Transfer to video/3D domains: Extension of FFT-domain fusion, adaptive attention boosting, and spatially varying CFG to spatio-temporal or volumetric representations presents both computational and modeling challenges.

A plausible implication is that further development will include learned, per-image or per-region adapters (HarmonPaint, Token Painter), hybrid latent optimization strategies (OmniText), and augmented auxiliary objectives or losses to better support style, semantics, and spatial consistency—potentially across video and multi-view scenes.

7. Relation to Prior Work and Research Trajectories

The surveyed methods represent a convergence of architectural re-use, conditional inference formalism, and attention-level manipulation. Early approaches (NeRF-In (Liu et al., 2022)) established free-form 3D inpainting by direct optimization of radiance fields with RGB-D priors. Subsequent image-diffusion frameworks (ControlFill (Jeon, 6 Mar 2025), LanPaint (Zheng et al., 5 Feb 2025)) have prioritized “plug-and-play” control through prompt learning and exact Langevin-based inference.

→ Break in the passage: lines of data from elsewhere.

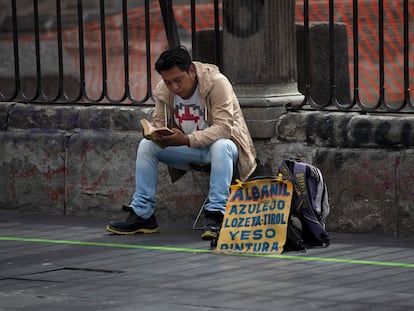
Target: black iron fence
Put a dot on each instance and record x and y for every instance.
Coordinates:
(100, 52)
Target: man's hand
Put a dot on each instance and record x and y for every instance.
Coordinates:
(176, 139)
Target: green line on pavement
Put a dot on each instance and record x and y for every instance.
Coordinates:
(199, 250)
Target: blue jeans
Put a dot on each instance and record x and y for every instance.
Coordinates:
(222, 155)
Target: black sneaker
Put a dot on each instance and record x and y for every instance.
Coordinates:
(133, 224)
(213, 225)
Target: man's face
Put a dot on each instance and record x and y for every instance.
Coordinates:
(179, 82)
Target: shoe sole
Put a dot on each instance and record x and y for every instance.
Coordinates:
(141, 230)
(208, 236)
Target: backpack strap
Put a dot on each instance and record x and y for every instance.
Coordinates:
(298, 173)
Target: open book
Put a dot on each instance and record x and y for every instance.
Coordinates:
(149, 129)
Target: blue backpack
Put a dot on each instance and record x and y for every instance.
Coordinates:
(309, 207)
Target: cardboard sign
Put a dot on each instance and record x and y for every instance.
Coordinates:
(256, 217)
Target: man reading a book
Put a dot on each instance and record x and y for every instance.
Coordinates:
(198, 103)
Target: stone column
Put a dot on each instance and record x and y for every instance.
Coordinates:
(259, 57)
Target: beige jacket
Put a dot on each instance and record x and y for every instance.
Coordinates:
(222, 112)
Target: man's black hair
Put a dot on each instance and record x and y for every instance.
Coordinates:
(178, 56)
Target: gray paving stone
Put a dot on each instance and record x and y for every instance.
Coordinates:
(63, 276)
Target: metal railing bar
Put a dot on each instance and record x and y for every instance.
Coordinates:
(355, 32)
(104, 93)
(407, 98)
(217, 50)
(170, 25)
(308, 97)
(193, 28)
(333, 101)
(127, 93)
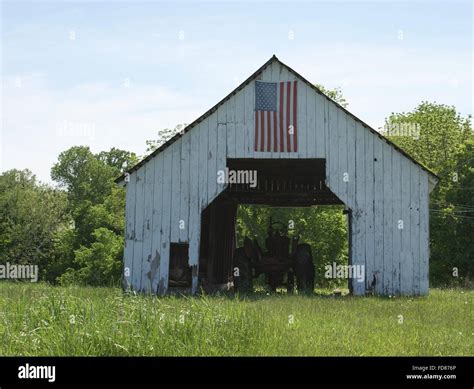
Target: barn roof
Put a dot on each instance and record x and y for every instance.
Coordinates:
(241, 86)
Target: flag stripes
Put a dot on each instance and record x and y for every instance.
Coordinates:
(276, 129)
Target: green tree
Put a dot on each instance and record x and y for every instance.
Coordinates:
(32, 216)
(441, 139)
(97, 208)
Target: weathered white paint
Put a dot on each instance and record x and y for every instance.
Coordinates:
(383, 187)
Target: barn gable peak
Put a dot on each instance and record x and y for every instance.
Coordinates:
(433, 177)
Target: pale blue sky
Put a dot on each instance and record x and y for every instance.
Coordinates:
(111, 74)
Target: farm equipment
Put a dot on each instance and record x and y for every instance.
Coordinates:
(280, 263)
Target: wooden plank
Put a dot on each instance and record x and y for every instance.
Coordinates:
(249, 119)
(397, 220)
(183, 226)
(166, 221)
(194, 212)
(212, 159)
(321, 125)
(388, 224)
(240, 125)
(139, 224)
(342, 134)
(354, 152)
(221, 154)
(406, 260)
(302, 120)
(175, 188)
(148, 226)
(157, 216)
(333, 150)
(129, 230)
(378, 214)
(230, 121)
(369, 208)
(203, 162)
(415, 226)
(424, 233)
(356, 195)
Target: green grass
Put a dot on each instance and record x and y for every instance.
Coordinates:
(44, 320)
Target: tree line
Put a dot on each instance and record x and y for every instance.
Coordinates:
(74, 230)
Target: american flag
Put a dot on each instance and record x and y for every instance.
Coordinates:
(275, 116)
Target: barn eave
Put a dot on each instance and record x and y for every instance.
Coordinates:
(434, 179)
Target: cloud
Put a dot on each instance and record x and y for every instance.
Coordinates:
(39, 121)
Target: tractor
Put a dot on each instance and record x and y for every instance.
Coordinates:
(280, 263)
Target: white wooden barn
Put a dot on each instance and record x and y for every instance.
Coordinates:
(276, 121)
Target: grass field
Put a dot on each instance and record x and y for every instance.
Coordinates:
(38, 319)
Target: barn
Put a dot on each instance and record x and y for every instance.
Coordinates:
(305, 149)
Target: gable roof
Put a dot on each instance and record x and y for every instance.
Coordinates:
(241, 86)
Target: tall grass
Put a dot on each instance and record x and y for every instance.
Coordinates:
(44, 320)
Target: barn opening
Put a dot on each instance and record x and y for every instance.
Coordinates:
(179, 274)
(280, 185)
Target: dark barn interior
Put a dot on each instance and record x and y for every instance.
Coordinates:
(280, 183)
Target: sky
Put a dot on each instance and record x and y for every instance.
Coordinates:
(111, 74)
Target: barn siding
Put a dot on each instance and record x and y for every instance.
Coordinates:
(384, 187)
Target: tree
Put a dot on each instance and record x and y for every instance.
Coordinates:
(97, 207)
(164, 135)
(32, 216)
(437, 136)
(335, 94)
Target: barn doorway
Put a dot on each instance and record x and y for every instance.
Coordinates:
(288, 189)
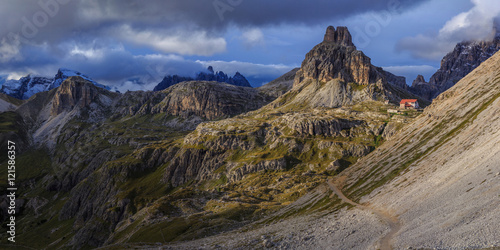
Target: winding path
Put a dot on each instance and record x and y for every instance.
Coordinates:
(391, 220)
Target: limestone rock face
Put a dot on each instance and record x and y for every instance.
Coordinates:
(237, 80)
(209, 100)
(337, 58)
(419, 80)
(280, 85)
(75, 91)
(461, 61)
(340, 36)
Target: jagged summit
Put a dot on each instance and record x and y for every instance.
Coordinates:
(334, 73)
(29, 85)
(419, 80)
(340, 36)
(465, 57)
(237, 80)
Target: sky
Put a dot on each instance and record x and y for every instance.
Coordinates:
(133, 44)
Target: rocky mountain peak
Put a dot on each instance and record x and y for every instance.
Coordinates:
(74, 91)
(237, 80)
(341, 36)
(465, 57)
(334, 73)
(419, 80)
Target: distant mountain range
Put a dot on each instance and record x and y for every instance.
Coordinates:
(455, 65)
(29, 85)
(237, 80)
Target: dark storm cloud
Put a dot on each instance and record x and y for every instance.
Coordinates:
(43, 35)
(52, 20)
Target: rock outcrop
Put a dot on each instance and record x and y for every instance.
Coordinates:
(209, 100)
(75, 91)
(30, 85)
(280, 85)
(340, 36)
(237, 80)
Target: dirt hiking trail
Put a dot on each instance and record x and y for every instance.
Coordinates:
(391, 220)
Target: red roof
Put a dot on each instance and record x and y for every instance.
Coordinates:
(404, 101)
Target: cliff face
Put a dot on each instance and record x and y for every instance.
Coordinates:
(334, 73)
(209, 100)
(123, 166)
(73, 92)
(434, 167)
(237, 80)
(280, 85)
(465, 57)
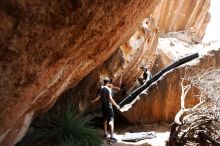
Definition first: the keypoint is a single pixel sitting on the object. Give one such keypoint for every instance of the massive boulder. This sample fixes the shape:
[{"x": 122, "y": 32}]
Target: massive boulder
[
  {"x": 48, "y": 46},
  {"x": 162, "y": 101},
  {"x": 122, "y": 66}
]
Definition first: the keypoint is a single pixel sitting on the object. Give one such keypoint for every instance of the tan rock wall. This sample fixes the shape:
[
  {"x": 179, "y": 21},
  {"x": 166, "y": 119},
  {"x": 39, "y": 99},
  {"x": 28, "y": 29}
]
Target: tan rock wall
[
  {"x": 162, "y": 101},
  {"x": 122, "y": 67},
  {"x": 177, "y": 15},
  {"x": 46, "y": 46}
]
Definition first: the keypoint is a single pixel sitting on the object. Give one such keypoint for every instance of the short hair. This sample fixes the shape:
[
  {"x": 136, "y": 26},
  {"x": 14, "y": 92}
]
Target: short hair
[
  {"x": 106, "y": 81},
  {"x": 143, "y": 67}
]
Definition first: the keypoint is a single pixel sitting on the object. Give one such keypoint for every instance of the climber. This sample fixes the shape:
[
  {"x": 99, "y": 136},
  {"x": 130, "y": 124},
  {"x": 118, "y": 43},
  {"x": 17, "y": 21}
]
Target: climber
[
  {"x": 107, "y": 101},
  {"x": 146, "y": 75}
]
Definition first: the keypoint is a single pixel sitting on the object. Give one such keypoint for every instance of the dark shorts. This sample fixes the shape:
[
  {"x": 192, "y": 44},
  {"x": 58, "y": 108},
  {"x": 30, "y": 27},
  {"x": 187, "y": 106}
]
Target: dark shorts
[{"x": 107, "y": 113}]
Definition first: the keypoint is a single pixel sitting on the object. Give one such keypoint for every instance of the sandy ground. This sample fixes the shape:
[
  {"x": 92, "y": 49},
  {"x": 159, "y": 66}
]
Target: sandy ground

Attention-based harmonization (Li et al., 22 Jul 2025) and MAR-guided text-image control (Jiang et al., 28 Sep 2025, Gunawan et al., 28 Oct 2025) have further broadened applicability to multimodal, multi-task inpainting.

Contributing research groups have notably included developers of Stable Diffusion, SDXL/Latent DDPMs, and NeRF (UC Berkeley, University of Tübingen, Tencent AI Lab), as well as specialists in fast conditional inference and autoregressive token modeling.

Training-free controllable inpainting networks now serve as a key substrate for interactive and on-device semantic editing, privacy protection in medical/face-centric domains, style harmonization in content creation, and generalist text-image manipulation across print, apparel, and packaging. Continued adoption and refinement in these areas is anticipated.